O clima de tensão também leva hoje à cidade o secretário de assuntos fundiários do Estado, Antonio Carlos Coelho. ‘‘Ele vem para tentar uma desocupação pacífica com os sem-terra’’, informou o prefeito. Segundo ele, a sociedade de Manoel Ribas não aceita a ocupação de áreas produtivas e exige mais rigor do governo do Estado.
A invasão da propriedade da família Pacheco, considerada altamente produtiva, causou revolta e gerou um clima de intranquilidade entre comerciantes e proprietários rurais. A tensão aumentou no fim de semana, depois que o prefeito Antônio Camilo (PFL) negou-se a atender uma lista de reivindicações apresentada pelos cerca de 200 sem-terra que invadiram a área.

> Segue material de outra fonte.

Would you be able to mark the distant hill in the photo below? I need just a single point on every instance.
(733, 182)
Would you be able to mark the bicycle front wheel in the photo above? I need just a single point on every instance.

Além de lonas, pregos e madeiras, uma comissão do MST também exigia gêneros alimentícios e assistência médica. Diante da negativa, surgiram na cidade comentários de que poderiam ocorrer saques. Segundo o capitão José Carlos Xavier, comandante da companhia da PM em Ivaiporã, a princípio serão mais 10 policiais em Manoel Ribas, a partir de hoje. ‘‘Eles ficarão baseados no destacamento da PM local, dispondo de veículos para intensificar o policiamento preventivo’’, anunciou o capitão Xavier.
Camilo ressaltou que o município tem dado apoio aos assentados das fazendas Itaúna e Caçula, mantendo professores, assistência médica e destinando alimentos porque se tratavam de áreas improdutivas.